The cementation technique utilized RelyX Unicem Self-Adhesive Universal Resin Cement (3M ESPE). This material reacts chemically with both the dentin and enamel surfaces, providing strong adhesion to the dentin and the cavosurface enamel. In addition, no etching, priming, or bonding of the tooth preparation is necessary. However, a slightly moist tooth surface is essential; overdrying of the preparation should be avoided. Because the product is encapsulated, the cement is mixed easily, injected directly onto the restoration, and placed on the tooth for curing and cleanup. (Note: When inserting a crown, inject into the crown intaglio and place a bead on the shoulder of the preparation. When inserting an inlay or onlay, place RelyX Unicem cement into the tooth preparation. With its gel state properties, cleanup can be accomplished quickly utilizing a rubber tip, brush, or metal instrument. Curing is accomplished without any difficulty.)

Immediately before cementation, the Tublicid Red was rinsed thoroughly from the preparation, and the excess water removed by suction. The restoration was silane treated, the preparation was coated with RelyX Unicem cement, and the inlay was placed with a positive seating force. The cement was tack-cured utilizing a curing light on the buccal and lingual surfaces for 3 seconds per surface. While holding the restoration in place, excess cement was cleaned and the contact flossed. Gross cleanup was accomplished, then all surfaces were cured for the appropriate amount of time. Final cleanup was accomplished utilizing gold knives and light sanding strips (Figure 3). Finally, occlusal contacts were checked and adjusted. If necessary, final polishing of the occlusal surface can be completed with points, discs, and cups following the usage procedures for Paradigm MZ100 Block for CEREC. Figure 4 shows the final inlay.

CASE REPORT NO. 2

A 65-year-old male presented with a missing maxillary right first bicuspid. In this particular case, treatment options consisted of an implant with a crown, a fixed 3-unit bridge, or a removable partial denture. As the patient preferred a fixed bridge over a removable partial denture or implant, a zirconia-based CEREC inLab fabricated porcelain bridge was chosen.
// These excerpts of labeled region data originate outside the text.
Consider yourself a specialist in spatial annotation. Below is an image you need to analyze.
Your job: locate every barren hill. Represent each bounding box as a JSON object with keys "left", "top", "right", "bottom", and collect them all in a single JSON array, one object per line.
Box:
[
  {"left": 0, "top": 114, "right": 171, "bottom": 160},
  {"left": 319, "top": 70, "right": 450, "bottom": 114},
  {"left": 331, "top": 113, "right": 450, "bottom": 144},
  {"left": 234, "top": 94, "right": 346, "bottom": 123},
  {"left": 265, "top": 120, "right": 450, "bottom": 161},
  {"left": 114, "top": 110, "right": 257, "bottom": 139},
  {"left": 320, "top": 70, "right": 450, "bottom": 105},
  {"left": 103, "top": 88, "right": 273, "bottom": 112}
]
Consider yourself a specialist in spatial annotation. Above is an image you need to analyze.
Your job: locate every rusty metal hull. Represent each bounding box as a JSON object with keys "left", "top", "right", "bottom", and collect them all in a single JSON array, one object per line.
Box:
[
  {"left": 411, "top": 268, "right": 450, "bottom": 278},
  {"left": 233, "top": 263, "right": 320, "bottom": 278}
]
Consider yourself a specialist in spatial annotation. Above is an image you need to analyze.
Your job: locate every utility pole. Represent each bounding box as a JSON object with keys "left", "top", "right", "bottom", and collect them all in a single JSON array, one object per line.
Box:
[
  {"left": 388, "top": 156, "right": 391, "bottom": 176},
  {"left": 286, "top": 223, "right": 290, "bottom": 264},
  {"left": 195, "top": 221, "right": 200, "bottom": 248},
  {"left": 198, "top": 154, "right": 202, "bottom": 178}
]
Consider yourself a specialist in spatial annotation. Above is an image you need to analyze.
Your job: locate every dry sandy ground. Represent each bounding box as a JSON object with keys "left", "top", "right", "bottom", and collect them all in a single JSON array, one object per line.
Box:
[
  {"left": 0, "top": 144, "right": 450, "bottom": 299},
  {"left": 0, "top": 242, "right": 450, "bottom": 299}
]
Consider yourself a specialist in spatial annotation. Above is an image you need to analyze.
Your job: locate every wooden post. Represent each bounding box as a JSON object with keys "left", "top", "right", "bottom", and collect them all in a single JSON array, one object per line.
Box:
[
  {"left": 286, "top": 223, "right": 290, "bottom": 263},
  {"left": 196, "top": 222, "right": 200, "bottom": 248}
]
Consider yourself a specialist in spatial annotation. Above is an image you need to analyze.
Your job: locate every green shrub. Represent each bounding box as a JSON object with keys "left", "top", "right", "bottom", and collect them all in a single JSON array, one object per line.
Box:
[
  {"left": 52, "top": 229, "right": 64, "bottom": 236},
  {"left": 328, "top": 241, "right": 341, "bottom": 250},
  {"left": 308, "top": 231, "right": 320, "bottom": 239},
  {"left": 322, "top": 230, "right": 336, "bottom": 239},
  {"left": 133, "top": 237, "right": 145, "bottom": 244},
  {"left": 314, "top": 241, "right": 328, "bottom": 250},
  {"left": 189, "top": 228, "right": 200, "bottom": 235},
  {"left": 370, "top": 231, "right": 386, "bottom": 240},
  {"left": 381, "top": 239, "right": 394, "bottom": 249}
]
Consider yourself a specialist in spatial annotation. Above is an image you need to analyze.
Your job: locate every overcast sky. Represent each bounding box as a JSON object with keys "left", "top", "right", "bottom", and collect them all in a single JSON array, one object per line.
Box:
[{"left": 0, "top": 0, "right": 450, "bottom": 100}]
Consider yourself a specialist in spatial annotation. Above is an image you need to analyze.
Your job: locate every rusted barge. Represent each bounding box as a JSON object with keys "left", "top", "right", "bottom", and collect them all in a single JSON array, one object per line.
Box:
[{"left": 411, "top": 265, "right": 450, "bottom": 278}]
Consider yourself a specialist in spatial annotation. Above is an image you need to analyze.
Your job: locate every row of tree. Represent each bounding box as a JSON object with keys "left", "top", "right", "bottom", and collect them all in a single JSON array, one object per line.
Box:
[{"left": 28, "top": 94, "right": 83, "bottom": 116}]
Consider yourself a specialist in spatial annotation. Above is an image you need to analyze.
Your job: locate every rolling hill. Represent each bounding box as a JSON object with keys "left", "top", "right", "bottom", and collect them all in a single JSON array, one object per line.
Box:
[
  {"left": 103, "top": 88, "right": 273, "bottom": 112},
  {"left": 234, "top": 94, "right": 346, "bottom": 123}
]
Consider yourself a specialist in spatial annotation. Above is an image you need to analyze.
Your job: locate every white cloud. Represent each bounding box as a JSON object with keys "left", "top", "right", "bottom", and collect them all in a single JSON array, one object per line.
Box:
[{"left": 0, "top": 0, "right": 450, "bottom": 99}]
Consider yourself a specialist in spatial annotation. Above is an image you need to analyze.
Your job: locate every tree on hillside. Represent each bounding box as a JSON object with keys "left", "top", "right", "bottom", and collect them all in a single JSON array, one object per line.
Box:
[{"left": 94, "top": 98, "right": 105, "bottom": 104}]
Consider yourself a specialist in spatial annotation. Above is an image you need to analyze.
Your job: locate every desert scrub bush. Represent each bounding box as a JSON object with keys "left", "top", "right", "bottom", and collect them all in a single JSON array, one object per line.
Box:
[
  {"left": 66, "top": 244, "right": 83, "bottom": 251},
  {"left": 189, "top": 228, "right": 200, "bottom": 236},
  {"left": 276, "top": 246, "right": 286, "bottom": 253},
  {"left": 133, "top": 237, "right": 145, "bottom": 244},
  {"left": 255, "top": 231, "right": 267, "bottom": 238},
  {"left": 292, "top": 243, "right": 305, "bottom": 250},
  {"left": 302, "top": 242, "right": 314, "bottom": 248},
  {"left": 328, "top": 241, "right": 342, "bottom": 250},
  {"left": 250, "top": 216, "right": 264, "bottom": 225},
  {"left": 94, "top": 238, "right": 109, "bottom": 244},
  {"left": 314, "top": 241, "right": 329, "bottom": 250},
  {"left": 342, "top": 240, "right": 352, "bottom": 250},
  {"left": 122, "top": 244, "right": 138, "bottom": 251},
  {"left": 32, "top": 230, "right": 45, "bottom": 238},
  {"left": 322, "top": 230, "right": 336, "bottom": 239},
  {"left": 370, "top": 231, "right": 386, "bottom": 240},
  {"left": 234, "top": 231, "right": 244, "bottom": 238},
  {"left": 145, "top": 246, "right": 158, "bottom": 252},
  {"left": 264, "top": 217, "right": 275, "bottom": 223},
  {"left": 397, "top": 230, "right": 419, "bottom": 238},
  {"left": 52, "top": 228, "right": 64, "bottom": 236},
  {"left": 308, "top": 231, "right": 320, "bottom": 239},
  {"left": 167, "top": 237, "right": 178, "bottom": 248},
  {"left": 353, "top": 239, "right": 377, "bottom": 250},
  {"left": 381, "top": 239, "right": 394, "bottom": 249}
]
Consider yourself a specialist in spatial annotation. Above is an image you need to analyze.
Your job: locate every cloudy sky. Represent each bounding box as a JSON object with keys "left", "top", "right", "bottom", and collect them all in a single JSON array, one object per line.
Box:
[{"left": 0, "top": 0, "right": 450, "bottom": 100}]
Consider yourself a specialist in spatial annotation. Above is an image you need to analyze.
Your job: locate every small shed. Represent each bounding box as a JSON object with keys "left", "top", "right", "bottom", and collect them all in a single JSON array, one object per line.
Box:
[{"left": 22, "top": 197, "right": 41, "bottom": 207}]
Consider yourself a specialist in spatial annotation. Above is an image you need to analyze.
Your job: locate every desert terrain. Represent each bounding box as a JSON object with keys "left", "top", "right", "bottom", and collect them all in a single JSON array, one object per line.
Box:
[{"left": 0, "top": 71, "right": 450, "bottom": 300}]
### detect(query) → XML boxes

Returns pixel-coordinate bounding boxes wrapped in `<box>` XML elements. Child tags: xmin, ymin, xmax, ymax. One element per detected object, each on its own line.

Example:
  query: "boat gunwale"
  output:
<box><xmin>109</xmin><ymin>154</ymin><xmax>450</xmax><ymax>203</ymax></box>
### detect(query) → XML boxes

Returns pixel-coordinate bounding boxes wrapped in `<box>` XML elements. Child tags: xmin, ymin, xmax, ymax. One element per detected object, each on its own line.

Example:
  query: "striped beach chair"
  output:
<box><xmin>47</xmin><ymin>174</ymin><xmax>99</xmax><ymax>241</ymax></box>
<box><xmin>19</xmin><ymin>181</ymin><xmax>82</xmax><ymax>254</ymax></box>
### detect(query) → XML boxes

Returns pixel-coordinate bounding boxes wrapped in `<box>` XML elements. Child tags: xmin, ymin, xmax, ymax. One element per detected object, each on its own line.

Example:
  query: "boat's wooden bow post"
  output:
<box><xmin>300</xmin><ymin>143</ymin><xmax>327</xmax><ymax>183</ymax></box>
The patient had an existing crown on the second bicuspid, while the cuspid had received root canal treatment followed by insertion of a post and core. Both abutments were anesthetized and prepped for the bridge (Figure 5). Following the same procedure outlined in Case Report No. 1, the bridge was fabricated (Figure 6) and cemented with RelyX Unicem cement. For either a ceramic or metal bridge or crown, the cement is loaded into the intaglio (Figure 7), and a bead placed on the shoulder of the preparation. The units are then placed with firm pressure (Figure 8), while the excess is easily removed with an instrument or brush and the margin is light-cured. Following this, a 6-minute period is needed for the dual-cure cement to set. (Figure 9).

CONCLUSION

In each of the aforementioned case studies, the cementation technique allowed for easy placement and cleanup, in contrast to the dual-cured resin cement we utilized previously in our practice. In more than 1,000 cementations using this technique, sensitivity issues have been nonexistent. Further, there is no need to keep a series of different bottles of bonding chemicals in stock, which simplifies inventory and leads to a more time-efficient bonding procedure.